Evidence artefacts - an example

This is a case study prepared for the "Big Push Forward" conference next week (for links to the conference, see the extra post below). 
The example is from a real organisation, a group working on human rights.
The document which defined the organisation’s 3-year programme described the types of work it would carry out, within its mission and values.

The appraisal document and contract which governed the funding relationship between the human rights group and the funding organisation (donor) included a list of intended results (“results list”). All results came with a form of quantification. Many were very indirectly connected to the advocacy and legal aid carried out by the human rights group. For example (from memory – inaccurate, but close to the original):

  • At least 10,000 persons (30% female) will have basic knowledge of their civil rights.
  • The percentage of rape cases brought to court will increase to at least 30%.
  • No more extrajudicial killings will happen.
When I asked the human rights group as to how they recorded progress against those targets, defined upon the donor’s request, it took days until their copy of the “results list” was located. Annual reports to the donors did not refer to that list. Instead, they contained dozens of pages of log-frame like matrices, which presented every activity as a mini-results chain. For example (from memory i.e. inaccurate):
  • Activity: 200 awareness raising sessions
  • Output:  212 awareness raising sessions conducted
  • Outcome:     12,034 participants (31.4% female)
  • Objective:    80% have basic knowledge on civil rights
  • Goal:            Rights awareness has increased
When I asked why “they” sliced up their experience in that way, I was told that a different donor had asked them “to do results-based management”. Yet another organisation - a third donor - had dispatched a consultant for results-based management (RBM) training, which focused on that particular type of results chain. The course materials I saw were all about the correct use of terminology – for example, the difference between an "outcome" and an "objective", according to that particular agency (or that particular consultant). In those days, every single donor seemed to develop their own results chain.

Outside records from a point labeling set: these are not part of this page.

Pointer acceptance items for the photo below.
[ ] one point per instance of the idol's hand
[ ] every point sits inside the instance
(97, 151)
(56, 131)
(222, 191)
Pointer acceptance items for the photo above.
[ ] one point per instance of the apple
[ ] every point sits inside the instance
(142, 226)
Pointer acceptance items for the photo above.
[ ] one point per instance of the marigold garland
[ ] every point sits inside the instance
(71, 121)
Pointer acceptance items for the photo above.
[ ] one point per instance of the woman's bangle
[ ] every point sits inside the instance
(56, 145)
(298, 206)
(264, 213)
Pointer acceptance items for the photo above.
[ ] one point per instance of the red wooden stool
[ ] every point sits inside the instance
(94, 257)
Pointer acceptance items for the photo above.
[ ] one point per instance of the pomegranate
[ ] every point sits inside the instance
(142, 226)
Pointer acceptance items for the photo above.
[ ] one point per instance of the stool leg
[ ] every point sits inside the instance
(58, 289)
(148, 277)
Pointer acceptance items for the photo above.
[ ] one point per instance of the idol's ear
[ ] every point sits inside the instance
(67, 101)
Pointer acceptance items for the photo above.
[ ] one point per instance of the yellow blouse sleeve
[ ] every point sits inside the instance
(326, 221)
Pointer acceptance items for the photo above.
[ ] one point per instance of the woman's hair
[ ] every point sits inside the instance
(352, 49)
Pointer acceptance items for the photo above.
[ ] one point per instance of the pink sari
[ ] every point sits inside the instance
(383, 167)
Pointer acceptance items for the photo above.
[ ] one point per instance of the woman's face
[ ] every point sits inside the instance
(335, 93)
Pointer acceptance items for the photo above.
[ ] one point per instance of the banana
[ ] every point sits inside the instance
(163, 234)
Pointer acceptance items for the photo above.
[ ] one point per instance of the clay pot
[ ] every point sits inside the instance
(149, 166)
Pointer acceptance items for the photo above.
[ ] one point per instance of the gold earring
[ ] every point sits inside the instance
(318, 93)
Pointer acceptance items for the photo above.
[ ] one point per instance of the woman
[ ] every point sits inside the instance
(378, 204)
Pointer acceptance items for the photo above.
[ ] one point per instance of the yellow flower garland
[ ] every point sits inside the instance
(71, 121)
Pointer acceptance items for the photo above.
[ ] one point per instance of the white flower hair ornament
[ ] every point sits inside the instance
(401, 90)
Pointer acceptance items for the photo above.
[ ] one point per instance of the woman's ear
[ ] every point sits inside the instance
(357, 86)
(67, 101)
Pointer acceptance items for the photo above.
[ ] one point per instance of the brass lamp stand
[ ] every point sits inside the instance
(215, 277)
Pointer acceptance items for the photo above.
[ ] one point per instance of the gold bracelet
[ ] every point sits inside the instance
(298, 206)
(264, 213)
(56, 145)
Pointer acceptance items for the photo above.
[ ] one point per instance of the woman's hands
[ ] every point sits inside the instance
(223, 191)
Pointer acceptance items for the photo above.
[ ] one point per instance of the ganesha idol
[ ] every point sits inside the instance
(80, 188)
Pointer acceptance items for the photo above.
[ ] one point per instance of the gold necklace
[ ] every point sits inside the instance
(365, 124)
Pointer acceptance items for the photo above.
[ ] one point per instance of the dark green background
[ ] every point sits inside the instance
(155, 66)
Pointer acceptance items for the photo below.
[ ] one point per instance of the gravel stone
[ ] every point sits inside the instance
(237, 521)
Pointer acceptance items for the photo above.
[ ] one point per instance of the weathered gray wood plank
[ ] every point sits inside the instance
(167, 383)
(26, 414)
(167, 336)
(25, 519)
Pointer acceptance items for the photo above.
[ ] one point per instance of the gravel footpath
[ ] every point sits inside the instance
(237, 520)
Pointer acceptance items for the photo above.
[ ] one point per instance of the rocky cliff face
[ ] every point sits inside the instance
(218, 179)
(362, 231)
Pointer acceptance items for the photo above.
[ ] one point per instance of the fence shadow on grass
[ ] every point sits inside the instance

All senior and middle managers of the human rights group had to participate in the week-long (5 full days) training course – a huge transaction cost for an organisation where the managers were involved in urgent human rights work every day. The only visible results of the course were annual progress reports full of matrices which I found hard to understand. The English was excellent, though. 

Independently from any donor intervention, the organisation ran its own, parallel knowledge management system around monthly meetings, where all professionals of that group came together for a full day to discuss external and internal developments. That is where the group made sure that (i) learning was shared, and (ii) plans would be made on the basis of experience and… evidence the way they saw it. The reports produced for the donors did not play any role in those meetings.

Apparently, no donor had ever asked the group about its own ways of planning and monitoring – let alone tried to organise reporting so that it would build on (or further improve) the existing system, which appeared quite well suited to the group's needs.